老張推開門的時候,正撞上那聞聲投來的視線。
單間里只坐了一個人,對方如他要求的那樣孤身赴約,此刻怯生生地坐在座位上。
當然,他也不至于難為個年紀不大的小姑娘,定的這家茶室就在半廢棄的商業街上,雖然冷落,但也算有人來人往。
這也沒轍,老張或者說張明棟,做的生意不是那么見得了光。一方出錢另一方辦事,兩邊互不露面,他負責當中間的接頭人,用他們的話來講就是“引子”。
張明棟在這行當干了十多年,還從來沒看走眼過。
只是今天的對象實在特別。
對方瞧著不會超過二十歲,這年紀擱外頭隨便放在哪都還是活潑無知的鄰家少女其實她自己也是。
少女烏黑的中長發在肩后用一圈圓珠發繩扎成了低馬尾,發梢燙過波浪卷,更顯一分俏麗。她五官娟秀,只有一雙眼睛略顯狹長。
瞳色要比常人更淺些,眼角微微下垂,眼尾斜而上挑。
典型的狐貍眼。
本應有的嫵媚卻被那雙眼里的局促不安沖淡得幾近于無,著裝看得出來今天有往穩重的方向努力過,可一舉一動都透出標準的學生氣,連剛剛他突然開門都能讓她嚇了一小跳
張明棟開始懷疑這受托人到底能不能擔當“重任”了。
“張叔,”對方急忙站起來迎他,“您來啦。”
他隨意擺擺手,“你坐你的。路上有點事耽擱,等久了吧”
“也沒有。”
少女不好意思地笑笑,“隨便打發了下時間,外面的鳥叫還挺好聽的。”
“鳥叫”張明棟拉開對面的椅子,臉上是他最擅長的親切笑容,“你這丫頭有意思,我進門前可被樹上那堆知了吵吵得頭疼。
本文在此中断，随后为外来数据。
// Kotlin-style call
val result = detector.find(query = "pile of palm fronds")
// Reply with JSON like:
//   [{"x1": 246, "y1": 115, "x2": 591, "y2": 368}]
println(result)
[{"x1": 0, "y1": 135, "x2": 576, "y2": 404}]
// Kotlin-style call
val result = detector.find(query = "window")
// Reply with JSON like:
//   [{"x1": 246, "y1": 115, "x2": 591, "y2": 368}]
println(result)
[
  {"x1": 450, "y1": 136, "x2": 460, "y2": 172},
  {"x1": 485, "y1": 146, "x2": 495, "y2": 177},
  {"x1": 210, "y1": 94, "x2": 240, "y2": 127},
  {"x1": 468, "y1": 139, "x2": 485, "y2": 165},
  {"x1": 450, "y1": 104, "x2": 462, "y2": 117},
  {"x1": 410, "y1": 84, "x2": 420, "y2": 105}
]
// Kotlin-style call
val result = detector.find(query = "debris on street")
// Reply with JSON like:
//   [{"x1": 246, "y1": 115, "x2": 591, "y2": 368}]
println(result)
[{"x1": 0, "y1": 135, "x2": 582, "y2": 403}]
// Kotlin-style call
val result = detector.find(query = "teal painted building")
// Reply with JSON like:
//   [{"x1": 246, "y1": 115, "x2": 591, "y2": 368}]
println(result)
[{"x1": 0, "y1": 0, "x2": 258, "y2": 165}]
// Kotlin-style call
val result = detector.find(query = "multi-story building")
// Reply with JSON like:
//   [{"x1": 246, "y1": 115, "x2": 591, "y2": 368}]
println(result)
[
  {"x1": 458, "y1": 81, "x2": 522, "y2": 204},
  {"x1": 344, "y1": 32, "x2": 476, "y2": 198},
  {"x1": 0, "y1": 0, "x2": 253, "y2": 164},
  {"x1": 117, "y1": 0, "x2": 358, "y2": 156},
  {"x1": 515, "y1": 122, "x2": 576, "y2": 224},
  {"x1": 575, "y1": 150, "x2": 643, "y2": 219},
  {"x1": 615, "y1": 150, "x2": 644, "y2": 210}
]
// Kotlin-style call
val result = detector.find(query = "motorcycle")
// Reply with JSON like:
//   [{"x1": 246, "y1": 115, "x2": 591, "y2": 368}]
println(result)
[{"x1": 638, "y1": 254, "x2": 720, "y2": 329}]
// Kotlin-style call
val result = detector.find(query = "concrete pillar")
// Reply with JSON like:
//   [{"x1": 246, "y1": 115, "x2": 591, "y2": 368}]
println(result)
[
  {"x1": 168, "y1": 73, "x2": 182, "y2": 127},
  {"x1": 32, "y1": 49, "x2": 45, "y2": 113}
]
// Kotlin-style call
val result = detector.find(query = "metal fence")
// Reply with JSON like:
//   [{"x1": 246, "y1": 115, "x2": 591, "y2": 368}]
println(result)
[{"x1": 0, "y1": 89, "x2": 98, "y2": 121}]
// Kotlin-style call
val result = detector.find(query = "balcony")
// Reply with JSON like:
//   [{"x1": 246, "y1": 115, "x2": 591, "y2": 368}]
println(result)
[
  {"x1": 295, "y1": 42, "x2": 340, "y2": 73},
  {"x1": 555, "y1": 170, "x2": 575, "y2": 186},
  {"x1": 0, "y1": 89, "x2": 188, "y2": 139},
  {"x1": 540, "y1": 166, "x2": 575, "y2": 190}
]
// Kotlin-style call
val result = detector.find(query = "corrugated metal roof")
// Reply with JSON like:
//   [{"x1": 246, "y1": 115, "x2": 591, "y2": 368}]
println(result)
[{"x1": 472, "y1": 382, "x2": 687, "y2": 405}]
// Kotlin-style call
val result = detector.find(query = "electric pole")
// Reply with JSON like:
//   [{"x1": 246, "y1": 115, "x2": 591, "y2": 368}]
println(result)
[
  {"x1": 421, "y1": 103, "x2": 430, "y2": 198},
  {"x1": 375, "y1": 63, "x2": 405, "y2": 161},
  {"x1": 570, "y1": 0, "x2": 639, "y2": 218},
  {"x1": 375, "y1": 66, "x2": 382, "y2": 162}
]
”
“那張叔喝杯茶去去火”她也反應快又知禮,提起桌上茶壺,幫他倒了杯現成的鐵觀音推過來,“我剛讓送來的。”
一小截細細的紅繩跟著她的動作從領口滑出來,又被她整理回去,應該是戴了什么,張明棟也沒在意。
倒是懂事。
他點點頭,端起茶杯,也不喝,只讓還算清澈見底的茶水碰了碰嘴皮,“你媽媽的病怎么樣了”
少女勉強笑道“最近氣色好多了,但醫生還是建議盡早手術,越快越好。”
像這樣醫生催著手術,又拖著做不了的,多半只有一個原因。
錢。
張明棟當然有理由因此挑中她。
眼前的少女叫祝槐,人就在本市讀大學,今年剛上大二。據她說是個孤兒寡母的單親家庭,當爹的早年不知所蹤,獨身拉扯女兒長大的媽也在半個月前因為單位體檢時的意外發現而確診入院。他查過了在醫院的檔案,是三期癌癥。
母女的積蓄夠孩子上學,對付起大病大災就只能拖一天是一天了。為了拼湊起這筆手術費,女孩病急亂投醫,輾轉托人求到他這兒來,不是走投無路也不至于到這一步。
單親家庭急需用錢,唯一的親人重癥在床,用不著擔心攜款跑路,張明棟最后一絲猶豫也在親眼見到其人后消失得一干二凈。
反正能力都在其次,客戶的要求只有一條好拿捏。
而卡住她命門的關鍵,此時此刻就被她自己問出了口。